Au cours des dernières semaines, la balance des risques sur les marchés financiers s’est détériorée. La persistance des tensions géopolitiques au Moyen-Orient, l’émergence de premiers signaux de fragilité sur le segment du crédit privé, ainsi que les incertitudes entourant l’impact structurel de l’IA sur certains modèles d’affaires ont alimenté un regain de volatilité et une remontée de l’aversion au risque.
Dans ce contexte, et dans une optique de gestion disciplinée du risque, un ajustement tactique de l’allocation s’impose, par la réduction de l’exposition aux actifs risqués. Cet ajustement s’inscrit toutefois dans une perspective toujours constructive à moyen terme. Les fondamentaux macroéconomiques demeurent globalement résilients, avec une croissance mondiale attendue autour de 3% en 2026, soutenue par un policy-mix encore accommodant et la diffusion progressive des mesures de relance budgétaire adoptées l’an dernier.
ACTIONS
Au sein des actions, la diversification demeure un pilier d’allocation central, tant sur le plan géographique que sectoriel et stylistique. Le marché américain, porté par une dynamique bénéficiaire robuste doit néanmoins faire l’objet d’une préférence relative. La dernière saison de résultats a confirmé la solidité des publications, malgré une dispersion accrue entre secteurs et émetteurs. Les flux soutenus de rachats d’actions, ainsi que le retour du cycle de fusions-acquisitions constituent par ailleurs des facteurs techniques de soutien. Notre positionnement privilégie un équilibre entre grandes capitalisations et segments domestiques, notamment les petites et moyennes capitalisations, susceptibles de bénéficier des politiques de soutien et des initiatives de dérégulation.
S’agissant des marchés émergents, après une séquence de surperformance marquée, des facteurs de court terme moins favorables, tels que la hausse des prix du pétrole et l’appréciation récente du dollar, confinent à réduire la surpondération. Néanmoins, notre vue stratégique demeure positive, étayée par des fondamentaux solides, une dynamique bénéficiaire favorable et des politiques économiques proactives. Certaines zones et thématiques conservent un attrait particulier, notamment la technologie en Asie et les marchés d’Amérique Latine exposés aux matières premières. Nous continuons par ailleurs de privilégier l’Asie émergente au Japon, ce dernier étant davantage exposé aux risques liés à un resserrement de la politique monétaire et à une appréciation du yen.
La situation de la zone euro requiert une allocation plus équilibrée.

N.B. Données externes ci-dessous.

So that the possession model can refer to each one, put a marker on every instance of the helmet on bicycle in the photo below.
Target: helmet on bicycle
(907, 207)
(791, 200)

La performance récente des marchés actions y a principalement reposé sur une expansion des multiples de valorisation, plutôt que sur une révision à la hausse des bénéfices. Bien que les mesures de soutien budgétaire soient amenées à profiter aux segments domestiques, en particulier aux petites capitalisations, ce segment doit être mis en vigilance accrue dans un scénario de persistance des tensions énergétiques et de pressions inflationnistes sur les taux.
OBLIGATIONS ET MARCHÉS DE CRÉDIT
Sur les marchés obligataires, il convient de maintenir une sensibilité taux-réduite et de conserver une sous-pondération sur la dette souveraine. Les incertitudes entourant les trajectoires budgétaires, combinées au risque d’un choc énergétique prolongé, sont susceptibles de peser sur les maturités longues. Une poursuite de la normalisation des taux pourrait néanmoins offrir des points d’entrée plus attractifs, notamment en zone euro, où les anticipations de resserrement monétaire paraissent excessives.
Sur le crédit, le profil asymétrique rendement/risque apparaît moins favorable, dans un contexte d’élargissement progressif des spreads à partir de niveaux historiquement resserrés, les incertitudes géopolitiques et les fragilités observées sur le crédit privé commençant à affecter la classe d’actifs. Si une réduction de l’exposition s’impose, cette classe d’actifs conserve des atouts, les bilans des entreprises demeurant globalement solides. En diversification, un intérêt pour la dette émergente en devises locales doit être conservé, car elle offre des rendements réels attractifs.
DEVISES
Sur le marché des changes, le dollar a temporairement retrouvé son statut de valeur refuge. Néanmoins, cette appréciation devrait rester transitoire, sauf dégradation significative du contexte géopolitique. À moyen terme, les dynamiques structurelles de diversification des réserves de change et des allocations internationales devraient continuer d’exercer une pression baissière sur le billet vert.
En synthèse, dans un environnement caractérisé par une remontée de l’incertitude et de la volatilité, un ajustement tactique de l’exposition au risque s’impose. Cette approche permet également de reconstituer des marges de manœuvre en liquidité. Les phases de volatilité à court terme peuvent en effet générer des points d’entrée attractifs, dans un cadre macroéconomique qui demeure résilient.